Es gibt genügend Wissenschaftler:innen, die vor den langfristigen Folgen der Maßnahmen vor allem für Kinder und junge Menschen, aber natürlich auch für alle anderen, eindringlich warnen! Warum ist das so wenig präsent in der Politik, in den Medien, in den alltäglichen Diskussionen mit Bekannten? Warum wird das nicht mit in die Waagschale gelegt? Was hat es mit Solidarität zu tun, wenn ich Kinder in ihrer Entwicklung und freien Entfaltung so dermaßen störe, dass sie diese Prägung ihr Leben lang mit sich tragen werden? Wo sind all die Mütter und Väter, Omas und Opas, die das Beste für ihre Kinder wollen und für deren gesundes Leben einstehen?

Ich könnte ewig so weiterschreiben, denn es gibt so viele Fragen, die man stellen kann, doch es ist so schwierig, sie zu bündeln und in eine nachvollziehbare Reihenfolge zu bringen… Vielleicht versuche ich es ein andermal noch einmal.

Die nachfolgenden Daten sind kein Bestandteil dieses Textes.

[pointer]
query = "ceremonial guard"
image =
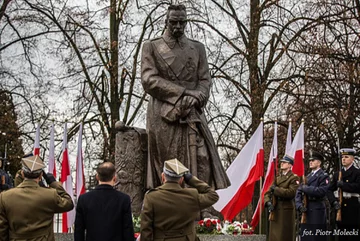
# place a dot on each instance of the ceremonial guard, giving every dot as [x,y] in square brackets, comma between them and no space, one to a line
[314,191]
[169,211]
[282,227]
[27,211]
[5,179]
[344,194]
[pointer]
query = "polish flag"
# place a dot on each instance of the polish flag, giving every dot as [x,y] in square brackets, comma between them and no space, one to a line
[243,172]
[297,151]
[69,217]
[288,139]
[269,178]
[37,141]
[52,165]
[80,178]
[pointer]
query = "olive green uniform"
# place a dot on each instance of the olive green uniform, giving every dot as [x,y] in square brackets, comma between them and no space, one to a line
[169,211]
[282,228]
[27,211]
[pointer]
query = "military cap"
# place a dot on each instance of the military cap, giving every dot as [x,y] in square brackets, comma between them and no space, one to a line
[28,155]
[174,168]
[32,164]
[316,156]
[288,159]
[348,151]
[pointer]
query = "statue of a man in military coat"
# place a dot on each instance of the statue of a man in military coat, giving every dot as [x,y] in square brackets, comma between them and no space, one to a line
[175,73]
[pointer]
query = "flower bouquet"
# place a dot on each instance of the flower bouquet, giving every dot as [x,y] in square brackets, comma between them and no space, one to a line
[245,228]
[209,226]
[232,228]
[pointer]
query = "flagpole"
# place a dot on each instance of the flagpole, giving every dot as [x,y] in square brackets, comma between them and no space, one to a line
[260,220]
[260,189]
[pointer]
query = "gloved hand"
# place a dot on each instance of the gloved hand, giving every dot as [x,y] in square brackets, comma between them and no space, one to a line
[49,178]
[303,187]
[336,205]
[269,206]
[302,209]
[272,188]
[187,177]
[4,187]
[340,184]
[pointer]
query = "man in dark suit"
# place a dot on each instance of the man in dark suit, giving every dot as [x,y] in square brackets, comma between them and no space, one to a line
[27,211]
[349,226]
[282,228]
[169,211]
[315,191]
[104,214]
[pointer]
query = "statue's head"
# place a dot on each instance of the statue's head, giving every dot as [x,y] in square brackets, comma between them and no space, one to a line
[176,20]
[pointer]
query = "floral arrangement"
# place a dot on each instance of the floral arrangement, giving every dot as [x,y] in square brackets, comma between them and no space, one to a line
[209,226]
[136,224]
[237,228]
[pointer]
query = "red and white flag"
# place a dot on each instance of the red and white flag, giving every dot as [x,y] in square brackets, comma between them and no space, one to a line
[297,151]
[37,141]
[52,165]
[269,178]
[80,178]
[243,172]
[66,179]
[288,139]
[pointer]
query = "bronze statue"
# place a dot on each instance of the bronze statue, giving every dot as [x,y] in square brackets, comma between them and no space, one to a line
[175,73]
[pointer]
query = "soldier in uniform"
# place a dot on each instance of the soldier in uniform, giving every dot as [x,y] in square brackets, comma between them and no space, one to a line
[19,176]
[169,211]
[5,178]
[350,186]
[282,228]
[315,190]
[175,73]
[27,211]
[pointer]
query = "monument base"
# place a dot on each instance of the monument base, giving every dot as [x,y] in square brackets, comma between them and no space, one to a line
[203,237]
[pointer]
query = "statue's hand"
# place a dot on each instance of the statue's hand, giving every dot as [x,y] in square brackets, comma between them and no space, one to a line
[200,96]
[188,102]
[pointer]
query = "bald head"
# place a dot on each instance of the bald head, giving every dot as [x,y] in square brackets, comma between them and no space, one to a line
[106,171]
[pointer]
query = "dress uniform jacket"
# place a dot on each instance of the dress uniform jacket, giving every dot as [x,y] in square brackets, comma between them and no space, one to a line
[350,208]
[168,68]
[316,189]
[169,211]
[27,211]
[104,214]
[282,228]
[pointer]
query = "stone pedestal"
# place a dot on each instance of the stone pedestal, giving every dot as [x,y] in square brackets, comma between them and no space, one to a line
[130,164]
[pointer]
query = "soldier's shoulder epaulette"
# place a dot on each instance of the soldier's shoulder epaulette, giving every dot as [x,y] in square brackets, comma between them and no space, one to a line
[151,190]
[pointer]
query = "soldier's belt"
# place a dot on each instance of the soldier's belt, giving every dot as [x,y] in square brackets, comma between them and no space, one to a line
[283,199]
[315,199]
[347,194]
[159,234]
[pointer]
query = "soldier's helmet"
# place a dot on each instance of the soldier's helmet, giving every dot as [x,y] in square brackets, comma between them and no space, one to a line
[174,168]
[32,165]
[288,159]
[316,156]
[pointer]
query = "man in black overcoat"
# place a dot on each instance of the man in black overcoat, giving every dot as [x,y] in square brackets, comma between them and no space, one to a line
[315,190]
[104,214]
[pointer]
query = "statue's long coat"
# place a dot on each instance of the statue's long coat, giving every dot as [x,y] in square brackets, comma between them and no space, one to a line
[168,68]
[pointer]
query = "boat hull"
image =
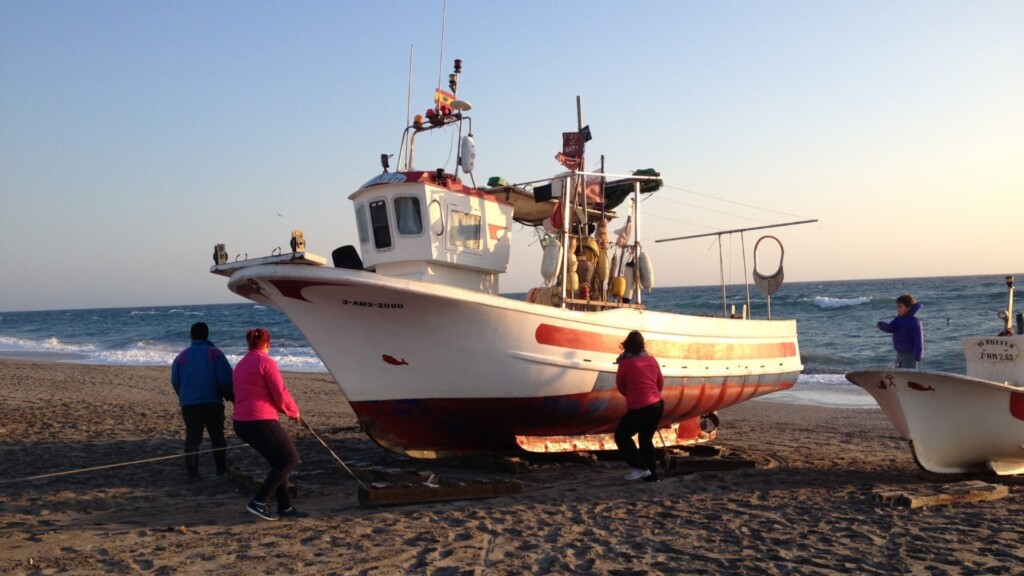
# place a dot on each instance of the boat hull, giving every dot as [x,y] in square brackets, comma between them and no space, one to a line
[433,370]
[954,423]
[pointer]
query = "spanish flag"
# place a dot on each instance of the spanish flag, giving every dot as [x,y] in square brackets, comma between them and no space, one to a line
[443,99]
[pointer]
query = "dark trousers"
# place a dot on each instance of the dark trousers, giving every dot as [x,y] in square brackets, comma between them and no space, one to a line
[644,423]
[269,439]
[198,417]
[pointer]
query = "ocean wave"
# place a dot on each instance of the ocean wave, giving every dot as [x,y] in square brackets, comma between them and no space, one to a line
[826,302]
[52,344]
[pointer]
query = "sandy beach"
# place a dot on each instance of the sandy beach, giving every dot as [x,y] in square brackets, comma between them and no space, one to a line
[808,507]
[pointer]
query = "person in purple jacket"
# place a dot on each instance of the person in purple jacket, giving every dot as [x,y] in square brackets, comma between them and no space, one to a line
[202,378]
[639,379]
[908,334]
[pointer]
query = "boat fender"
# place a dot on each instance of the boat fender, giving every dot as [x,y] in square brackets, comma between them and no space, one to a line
[467,154]
[572,282]
[602,266]
[646,272]
[572,279]
[552,260]
[585,270]
[630,282]
[617,287]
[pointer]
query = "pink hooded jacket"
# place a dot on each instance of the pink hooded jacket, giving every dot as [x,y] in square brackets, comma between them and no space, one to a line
[639,379]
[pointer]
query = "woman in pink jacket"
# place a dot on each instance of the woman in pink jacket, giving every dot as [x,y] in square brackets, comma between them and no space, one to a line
[639,379]
[259,396]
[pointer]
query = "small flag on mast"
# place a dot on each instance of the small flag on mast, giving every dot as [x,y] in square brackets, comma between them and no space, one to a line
[443,100]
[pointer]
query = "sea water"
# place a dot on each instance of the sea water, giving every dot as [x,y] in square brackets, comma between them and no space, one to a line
[835,321]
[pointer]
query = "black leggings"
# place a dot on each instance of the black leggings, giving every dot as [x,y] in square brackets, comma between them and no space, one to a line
[642,422]
[269,439]
[211,417]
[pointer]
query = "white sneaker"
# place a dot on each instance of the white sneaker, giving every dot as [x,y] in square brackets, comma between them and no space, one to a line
[637,474]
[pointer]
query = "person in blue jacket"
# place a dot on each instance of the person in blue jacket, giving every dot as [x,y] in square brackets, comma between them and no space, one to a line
[908,334]
[202,378]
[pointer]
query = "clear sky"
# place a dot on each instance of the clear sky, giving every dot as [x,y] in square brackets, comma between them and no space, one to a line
[135,135]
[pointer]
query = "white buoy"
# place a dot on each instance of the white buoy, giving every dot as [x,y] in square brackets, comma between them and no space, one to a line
[552,261]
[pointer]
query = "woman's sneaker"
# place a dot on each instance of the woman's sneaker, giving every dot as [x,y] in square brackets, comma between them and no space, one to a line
[637,474]
[261,510]
[291,512]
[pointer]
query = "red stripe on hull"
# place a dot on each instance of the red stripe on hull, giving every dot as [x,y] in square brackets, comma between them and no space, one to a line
[473,425]
[1017,405]
[663,350]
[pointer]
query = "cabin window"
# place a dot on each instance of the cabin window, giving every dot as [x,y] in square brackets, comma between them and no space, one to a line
[408,215]
[378,220]
[465,230]
[360,223]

Ich habe einfach großen Respekt vor all den Herausforderungen, die auf unsere Gesellschaft und auf mich in meinem Leben noch zukommen. Ich habe tatsächlich auch zum ersten Mal richtig Angst bekommen vor den Menschen, vor der Entwicklung unserer Gesellschaft und des Planeten Erde. Und ich bin mir ziemlich sicher, dass es vielen anderen so geht wie mir. Und trotzdem fühlt man sich damit oft so alleine …

Deshalb danke, dass ich bis hierher meine Gedanken mit dir teilen durfte, liebes Tagebuch.